The magnitude-9 earthquake that hit off Japan’s northeast coast March 11 caused a massive tsunami that devastated the coastline. The disasters knocked out power and cooling systems at the Fukushima Dai-ichi nuclear power plant, about 140 miles (225 kilometers) northeast of Tokyo, setting off explosions, fires and large radiation leaks at the facility.

Government reports released earlier in the week said the damage and leakage were worse than previously thought, with nuclear fuel in three reactors likely melting through their main cores and larger containment vessels. Radiation that leaked into the air amounted to about one-sixth of the Chernobyl nuclear disaster in 1986 – double previous estimates.

Hundreds of plant workers are still scrambling to bring the crippled Fukushima reactors to a “cold shutdown” by early next year and end the crisis. The accident has forced more than 80,000 residents to evacuate from their homes around the plant.

The disasters have renewed a national debate on the use of nuclear power in Japan, which has few natural resources and is heavily reliant on atomic energy. Some nuclear plants across the country have been shut down in the wake of the disaster, leading to fears Japan may not have enough electricity for the peak summer months, and repeated anti-nuclear protests have been held.

Protests were held across Tokyo on Saturday. In the center of the city, at a park next to the iconic Tokyo Tower, demonstrators gathered in a muddy field, wearing signs and carrying colorful banners with phrases such as “Immediately stop all use of nuclear power and shut down the plants.”

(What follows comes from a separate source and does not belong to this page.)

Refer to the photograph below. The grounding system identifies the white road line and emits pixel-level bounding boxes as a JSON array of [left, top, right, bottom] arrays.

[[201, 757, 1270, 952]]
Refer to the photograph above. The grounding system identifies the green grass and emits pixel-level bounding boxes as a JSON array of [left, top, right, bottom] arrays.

The crowd poured out into the streets of the city in orderly rows, banging drums and shouting anti-nuclear slogans while walking toward the Economy Ministry and the head offices of Tokyo Electric Power Co., which operates the Fukushima plant. Police estimated 2,000 people took part in the protest.

“Since the earthquake, I’ve realized that nuclear power is just too dangerous for use,” said Takeshi Terada, 32, a local shipping worker who came with 10 friends to march in the protest.

While many in the Tokyo protests were from large organizations that have previously supported issues such as anti-war legislation and women’s rights, some arrived in small groups with their families. Children and even dogs walked in clothing with anti-nuclear slogans.

“I’m worried about the children. It’s not just in Fukushima, there are radiation problems even here in Tokyo,” said Mika Obuchi, 45, who marched with her husband and 9-year-old daughter.

Three months after the disasters, which killed about 23,000 people, 90,000 are still living in temporary shelters such as school gyms and community centers. Some families have been moved into temporary housing, but supplies are short and sufficient housing is not expected to be completed for several more months.

All along the coast, a massive cleanup effort continues as cranes and dump trucks haul away the wreckage from hundreds of thousands of buildings that were destroyed or damaged by the tsunami.

Also Saturday, embattled Japanese Prime Minister Naoto Kan was scheduled to visit a tsunami-damaged region in northern Iwate prefecture (state).

Kan, who reached the one-year mark of his tenure earlier this week, has been under fire for his handling of the disasters and the country’s recovery plans. He survived a no-confidence vote earlier this month, in part by promising to step down once the country’s recovery takes hold.

Speculation about when he will step down has been rampant since, with Japan’s two main opposition parties considering a grand coalition to lead the country’s recovery. Kan is Japan’s fifth leader in four years.